We know your relationship is shitty if your Instagram doesn’t pass the Bechdel Test
It doesn’t take a relationship expert
That friend who used to tag you in photos, but who you haven't heard from in weeks since she's always cooped up with her new boyfriend? She's moved into his apartment, or might as well have, and when you do see her, it seems like she genuinely no longer has other experiences to talk about?
Her Instagram doesn't pass the Bechdel test, and that's how you know she's having an awful time.
The Bechdel test is a famous test applied to movies and works of fiction, and in order to pass, there must be at least two women who talk to each other about something other than a man. Nearly half of movies can't stand up to it.
And while a test like this can't exactly translate to Instagram, the concept can.
If in a grid of six photos, if there isn't another photo of her with her girlfriends (that wasn't taken by her SO), she's probably dating the kind of guy who get's mad when she says she's going out.
For celebrities it might be different because they need to post photos of themselves being hotter than us, but I'm legally not allowed to out random girls' boring love lives on Instagram, so you'll have to do some digging of your own.
Not that you don't already have at least three names in mind.
Sure, it's been deleted since, but we kept the evidence.
“I LOVE YOU KARLIE! You’re such an exquisite person, always trying to make things better for others. Every day I’m inspired by how giving, loving, and thoughtful you are. Happy 24th Birthday!!!” the caption read.

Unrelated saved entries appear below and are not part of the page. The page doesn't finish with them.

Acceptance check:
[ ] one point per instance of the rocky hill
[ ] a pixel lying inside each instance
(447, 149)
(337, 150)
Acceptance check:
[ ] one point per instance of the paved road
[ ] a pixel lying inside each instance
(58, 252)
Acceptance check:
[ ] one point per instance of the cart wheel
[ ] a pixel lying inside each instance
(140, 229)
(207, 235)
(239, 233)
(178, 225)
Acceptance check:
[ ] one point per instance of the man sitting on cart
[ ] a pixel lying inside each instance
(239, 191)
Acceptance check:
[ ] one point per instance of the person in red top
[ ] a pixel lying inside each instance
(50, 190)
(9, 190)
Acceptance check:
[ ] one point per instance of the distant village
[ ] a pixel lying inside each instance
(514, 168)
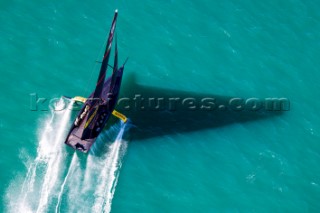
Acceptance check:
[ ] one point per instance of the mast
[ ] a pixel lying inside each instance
(105, 60)
(115, 66)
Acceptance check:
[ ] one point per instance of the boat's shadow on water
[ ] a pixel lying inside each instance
(177, 118)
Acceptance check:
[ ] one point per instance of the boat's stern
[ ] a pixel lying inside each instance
(78, 144)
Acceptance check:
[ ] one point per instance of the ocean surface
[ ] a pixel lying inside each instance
(171, 160)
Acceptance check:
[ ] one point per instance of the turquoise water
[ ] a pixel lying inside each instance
(222, 162)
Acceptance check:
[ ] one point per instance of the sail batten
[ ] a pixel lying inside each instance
(105, 60)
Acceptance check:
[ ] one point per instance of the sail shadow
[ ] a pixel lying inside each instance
(182, 116)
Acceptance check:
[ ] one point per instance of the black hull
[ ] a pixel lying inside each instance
(77, 137)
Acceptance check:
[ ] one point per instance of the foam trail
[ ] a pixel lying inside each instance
(104, 189)
(70, 171)
(54, 158)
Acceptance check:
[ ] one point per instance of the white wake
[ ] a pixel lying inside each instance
(57, 181)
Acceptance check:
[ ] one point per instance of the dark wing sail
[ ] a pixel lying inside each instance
(115, 66)
(96, 98)
(105, 60)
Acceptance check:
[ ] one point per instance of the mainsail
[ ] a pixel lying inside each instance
(105, 60)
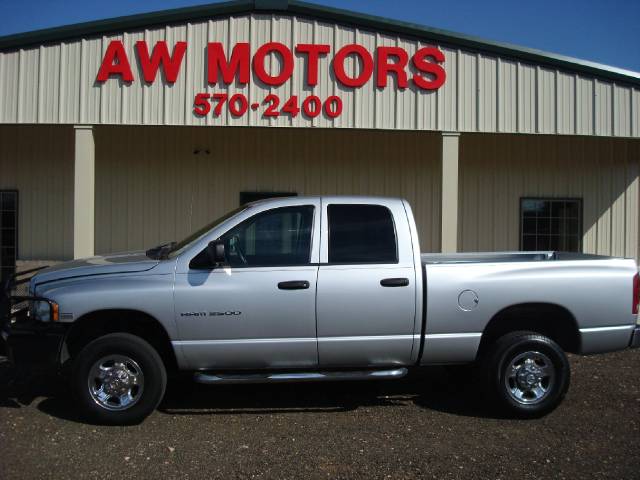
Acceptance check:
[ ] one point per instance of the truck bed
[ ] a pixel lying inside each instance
(502, 257)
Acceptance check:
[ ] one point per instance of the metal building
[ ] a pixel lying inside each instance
(122, 134)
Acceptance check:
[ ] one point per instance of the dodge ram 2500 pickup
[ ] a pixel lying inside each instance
(315, 289)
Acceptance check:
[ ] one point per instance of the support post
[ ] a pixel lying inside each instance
(449, 224)
(84, 192)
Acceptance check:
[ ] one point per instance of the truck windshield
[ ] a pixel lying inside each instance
(173, 249)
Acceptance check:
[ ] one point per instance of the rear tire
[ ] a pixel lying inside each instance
(118, 379)
(527, 374)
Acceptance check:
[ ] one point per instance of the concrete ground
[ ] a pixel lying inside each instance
(430, 425)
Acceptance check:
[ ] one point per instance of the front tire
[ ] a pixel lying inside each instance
(527, 374)
(119, 379)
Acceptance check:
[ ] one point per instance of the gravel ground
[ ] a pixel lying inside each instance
(427, 426)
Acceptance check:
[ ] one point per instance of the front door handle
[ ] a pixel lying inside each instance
(294, 285)
(394, 282)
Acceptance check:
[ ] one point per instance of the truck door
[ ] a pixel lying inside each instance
(258, 311)
(366, 285)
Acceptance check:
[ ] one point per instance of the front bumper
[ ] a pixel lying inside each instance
(30, 342)
(635, 338)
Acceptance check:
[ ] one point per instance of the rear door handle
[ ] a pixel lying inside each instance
(294, 285)
(394, 282)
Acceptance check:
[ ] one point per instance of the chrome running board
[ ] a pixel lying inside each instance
(266, 377)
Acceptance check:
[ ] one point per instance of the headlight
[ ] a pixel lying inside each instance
(44, 310)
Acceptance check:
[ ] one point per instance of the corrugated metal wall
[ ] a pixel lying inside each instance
(38, 162)
(56, 84)
(497, 170)
(152, 188)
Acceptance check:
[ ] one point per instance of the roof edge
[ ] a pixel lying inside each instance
(325, 13)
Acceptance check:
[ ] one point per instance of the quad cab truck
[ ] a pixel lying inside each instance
(311, 289)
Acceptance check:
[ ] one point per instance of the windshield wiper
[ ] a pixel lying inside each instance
(161, 251)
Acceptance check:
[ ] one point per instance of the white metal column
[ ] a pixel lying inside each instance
(449, 225)
(84, 192)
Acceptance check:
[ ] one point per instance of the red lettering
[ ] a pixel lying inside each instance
(313, 53)
(384, 67)
(160, 56)
(367, 65)
(115, 62)
(287, 63)
(421, 62)
(236, 67)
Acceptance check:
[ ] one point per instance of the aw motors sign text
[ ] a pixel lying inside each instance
(423, 69)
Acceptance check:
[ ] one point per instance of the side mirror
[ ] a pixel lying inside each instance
(215, 252)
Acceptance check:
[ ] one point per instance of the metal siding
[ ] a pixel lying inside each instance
(9, 81)
(635, 113)
(507, 91)
(526, 98)
(152, 188)
(602, 108)
(497, 170)
(621, 111)
(483, 92)
(28, 86)
(467, 91)
(38, 162)
(546, 94)
(566, 103)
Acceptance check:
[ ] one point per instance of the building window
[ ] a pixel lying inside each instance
(8, 232)
(551, 224)
(361, 234)
(248, 197)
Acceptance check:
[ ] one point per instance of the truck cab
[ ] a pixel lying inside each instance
(303, 283)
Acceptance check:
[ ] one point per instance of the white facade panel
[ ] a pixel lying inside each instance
(56, 83)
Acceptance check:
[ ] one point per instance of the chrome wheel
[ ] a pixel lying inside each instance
(529, 377)
(116, 382)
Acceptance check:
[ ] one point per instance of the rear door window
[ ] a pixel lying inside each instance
(361, 234)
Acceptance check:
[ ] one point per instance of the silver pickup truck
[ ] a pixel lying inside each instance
(315, 289)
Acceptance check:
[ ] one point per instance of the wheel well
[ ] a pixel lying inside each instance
(548, 319)
(96, 324)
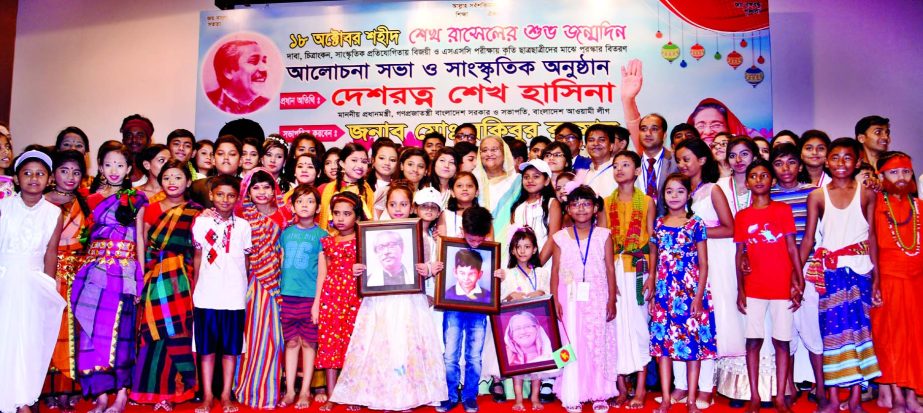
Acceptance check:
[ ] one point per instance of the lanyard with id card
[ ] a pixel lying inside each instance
(583, 287)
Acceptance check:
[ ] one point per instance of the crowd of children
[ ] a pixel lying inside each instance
(717, 265)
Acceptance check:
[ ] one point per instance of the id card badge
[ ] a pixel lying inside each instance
(583, 291)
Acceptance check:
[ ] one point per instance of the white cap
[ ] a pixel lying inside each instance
(539, 164)
(428, 195)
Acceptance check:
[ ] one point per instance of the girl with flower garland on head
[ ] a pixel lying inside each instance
(353, 166)
(465, 191)
(204, 159)
(682, 320)
(335, 310)
(393, 350)
(165, 373)
(583, 284)
(150, 161)
(537, 207)
(107, 287)
(303, 171)
(275, 154)
(331, 169)
(384, 165)
(69, 171)
(694, 159)
(30, 308)
(258, 376)
(250, 155)
(441, 172)
(6, 161)
(413, 164)
(526, 279)
(630, 216)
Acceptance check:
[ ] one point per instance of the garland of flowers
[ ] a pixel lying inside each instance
(914, 248)
(631, 244)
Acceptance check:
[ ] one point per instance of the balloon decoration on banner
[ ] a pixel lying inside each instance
(734, 59)
(761, 59)
(754, 75)
(669, 51)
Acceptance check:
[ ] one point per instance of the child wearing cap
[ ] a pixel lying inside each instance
(30, 306)
(394, 349)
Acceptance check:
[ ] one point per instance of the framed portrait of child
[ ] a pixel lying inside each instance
(526, 336)
(468, 282)
(390, 250)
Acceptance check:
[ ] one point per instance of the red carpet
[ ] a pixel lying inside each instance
(803, 405)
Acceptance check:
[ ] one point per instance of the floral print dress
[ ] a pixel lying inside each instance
(674, 332)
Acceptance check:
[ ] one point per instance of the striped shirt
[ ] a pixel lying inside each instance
(797, 198)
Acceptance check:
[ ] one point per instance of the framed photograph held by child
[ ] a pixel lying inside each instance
(526, 336)
(390, 251)
(468, 282)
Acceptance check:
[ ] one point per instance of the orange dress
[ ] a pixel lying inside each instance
(896, 324)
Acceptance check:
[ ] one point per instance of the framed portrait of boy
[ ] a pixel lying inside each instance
(526, 336)
(468, 282)
(390, 251)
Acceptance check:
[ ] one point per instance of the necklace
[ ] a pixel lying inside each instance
(62, 193)
(893, 225)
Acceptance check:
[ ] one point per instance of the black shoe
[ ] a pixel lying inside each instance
(446, 406)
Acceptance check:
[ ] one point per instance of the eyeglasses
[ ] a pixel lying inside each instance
(581, 205)
(467, 137)
(554, 155)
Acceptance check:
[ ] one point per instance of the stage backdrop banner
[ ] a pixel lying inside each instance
(348, 71)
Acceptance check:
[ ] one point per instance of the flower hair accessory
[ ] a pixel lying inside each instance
(279, 140)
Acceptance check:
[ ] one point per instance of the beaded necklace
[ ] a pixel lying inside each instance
(914, 247)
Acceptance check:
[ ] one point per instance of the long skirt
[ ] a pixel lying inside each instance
(845, 325)
(258, 374)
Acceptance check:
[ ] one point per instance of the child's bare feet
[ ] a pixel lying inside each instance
(287, 400)
(101, 402)
(304, 401)
(664, 407)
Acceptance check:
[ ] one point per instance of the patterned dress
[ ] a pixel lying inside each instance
(339, 304)
(70, 258)
(674, 333)
(258, 373)
(103, 298)
(166, 369)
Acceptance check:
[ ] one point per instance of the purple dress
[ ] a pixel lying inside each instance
(103, 298)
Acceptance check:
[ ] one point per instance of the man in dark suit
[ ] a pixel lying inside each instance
(656, 161)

Calvin's face, distracting in the forefront.
Maybe the rest of us are just cynical and lonely, but for the most part even we can appreciate a well thought out couple gram when it drops — just as long as there are some other photos sprinkled between.
There's pretty much nothing less cool, or telling, than an Insta-grid packed with mushy posts and flowers.
We get it, you ditched all off your friends.